Solche Jagdtechniken sind auch in anderen Teilen der Welt bereits mehrfach nachgewiesen worden. So haben US-amerikanische Archäolog:innen im Lake Huron im Bundesstaat Michigan Steinmauern gefunden, die nachweislich für die Treibjagd von Karibus, dem Nordamerikanischen Pendant des Rentieres, errichtet wurden. Die Steinmauern im Lake Huron und in der Mecklenburger Bucht weisen große Ähnlichkeiten auf.

Das älteste menschliche Bauwerk der Ostsee

Der Wall liegt rund zehn Kilometer nordwestlich der Stadt Rerik in etwa 21 Metern Tiefe. Er besteht aus fast 1700 Steinen, ist 971 Meter lang, bis zu zwei Meter breit und meist unter einem Meter hoch. Die Struktur wurde erst vor etwa 8500 Jahren von der Ostsee überflutet. Etwas Vergleichbares gebe es in Europa nicht, schreibt die Gruppe.
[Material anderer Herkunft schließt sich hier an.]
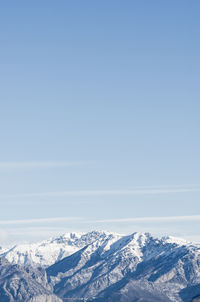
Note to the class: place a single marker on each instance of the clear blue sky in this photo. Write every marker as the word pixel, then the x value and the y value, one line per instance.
pixel 98 99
Die Steinmauer wäre damit das älteste, jemals in der Ostsee entdeckte, menschliche Bauwerk.

"Zwar sind in der Wismarbucht und entlang der Küsten Mecklenburg-Vorpommerns zahlreiche gut erhaltene archäologische Fundstellen aus der Steinzeit bekannt, diese liegen aber in deutlich geringeren Wassertiefen und datieren meist in die Mittel- und Jungsteinzeit", erklärt Jens Auer vom Landesamt für Kultur und Denkmalpflege Mecklenburg-Vorpommern.

Die Steinmauer und der umgebende Meeresboden sollen nun noch genauer untersucht werden. Insgesamt können die Untersuchungen einen bedeutenden Beitrag zum Verständnis der frühen steinzeitlichen Wildbeutergruppen leisten und helfen, deren Lebensweise, Organisation und Jagdmethoden zu verstehen.